The Federal Reserve Bank of India on Monday announced steps to tackle the impact of the coronavirus outbreak on the economy, but left interest rates unchanged, adding that it stands able to take any longer measures as necessary.

While some analysts said the gains on Tuesday were just a blip and investors were still in panic mode, others sounded hopeful of more government support to scale back the severity of the virus outbreak, which has wreaked havoc on businesses and provide chains.

"There is potential that the RBI might do more, and there's hope," said Anand James, chief marketing strategist at Geojit Financial Services.
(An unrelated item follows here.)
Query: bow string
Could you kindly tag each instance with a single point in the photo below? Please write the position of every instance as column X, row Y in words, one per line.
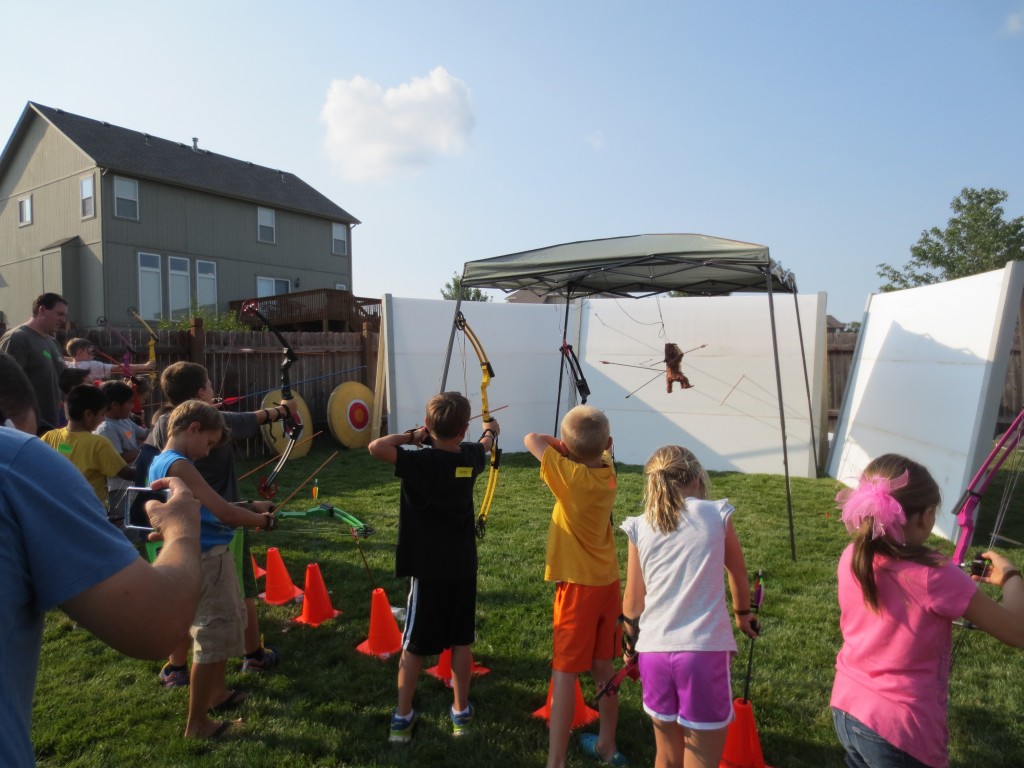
column 486, row 374
column 577, row 371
Most Asian shares fell on Tuesday each day after Wall Street's historic market rout, with fleeting initial gains evaporating because the coronavirus remained a serious risk to economic process . MSCI's broadest index of Asia-Pacific shares outside Japan gave up early gains to trade 0.43 per cent lower. Japan's Nikkei stock market index slid 2.79 per cent and South Korea's KOSPI was off 3.2 per cent. Australian shares were up 0.5 per cent although this followed a huge plunge of just about 10 per cent on Monday.

US stock futures rose by their daily limit in Asian trading, driven partially by hopes for giant US fiscal spending, after the S&P 500 on Monday suffered its third-largest daily percentage decline on record.